Authored by jhuber6 on Feb 22 2022, 1:31 PM.

Details

Summary

Currently when we generate OpenMP offloading code we always make
fallback code for the CPU. This is necessary for implementing features
like conditional offloading and ensuring that unhandled pragmas don't
result in missing symbols. However, this is problematic for a few cases.
For offloading tests we can silently fail to the host without realizing
that offloading failed. Additionally, this makes it impossible to
provide interoperabiility to other offloading schemes like HIP or CUDA
because those methods do not provide any such host fallback guaruntee.
this patch adds the -fopenmp-offload-mandatory flag to prevent
generating the fallback symbol on the CPU and instead replaces the
function with a dummy global and the failed branch with 'unreachable'.

Diff Detail

Event Timeline

jhuber6 created this revision.Feb 22 2022, 1:31 PM
jhuber6 requested review of this revision.Feb 22 2022, 1:31 PM
Herald added a project: Restricted Project. · View Herald TranscriptFeb 22 2022, 1:31 PM

This is necessary for implementing features like conditional offloading and ensuring that unhandled pragmas don't result in missing symbols.

This behavior is part of the standard.

For offloading tests we can silently fail to the host without realizing that offloading failed.

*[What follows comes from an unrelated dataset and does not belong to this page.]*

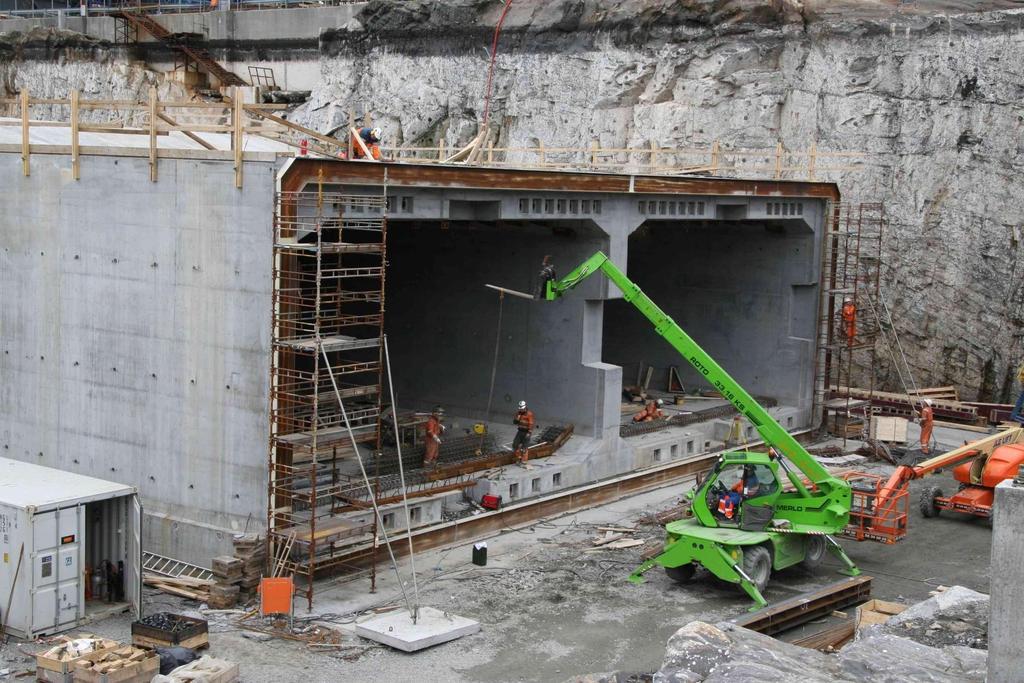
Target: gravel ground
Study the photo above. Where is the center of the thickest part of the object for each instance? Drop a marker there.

It is controlled by the OMP_TARGET_OFFLOAD env variable, no? You can set this env var to mandatory to avoid this problem.

This is necessary for implementing features like conditional offloading and ensuring that unhandled pragmas don't result in missing symbols.

This behavior is part of the standard.

I believe it's reasonable to have this as an option flag to defy the standard, we have other flags that do this already (e.g. -fopenmp-cuda-mode).

For offloading tests we can silently fail to the host without realizing that offloading failed.

It is controlled by the OMP_TARGET_OFFLOAD env variable, no? You can set this env var to mandatory to avoid this problem.

Yes, I don't think we set it in the tests right now for some reason. But the main reason I made this patch is for interoperability. Without this if you want to call a CUDA function from the OpenMP device you'd need a variant and a dummy implementation. If you don't write a dummy implementation you'll get a linker error, if you don't use a variant you'll override the CUDA version.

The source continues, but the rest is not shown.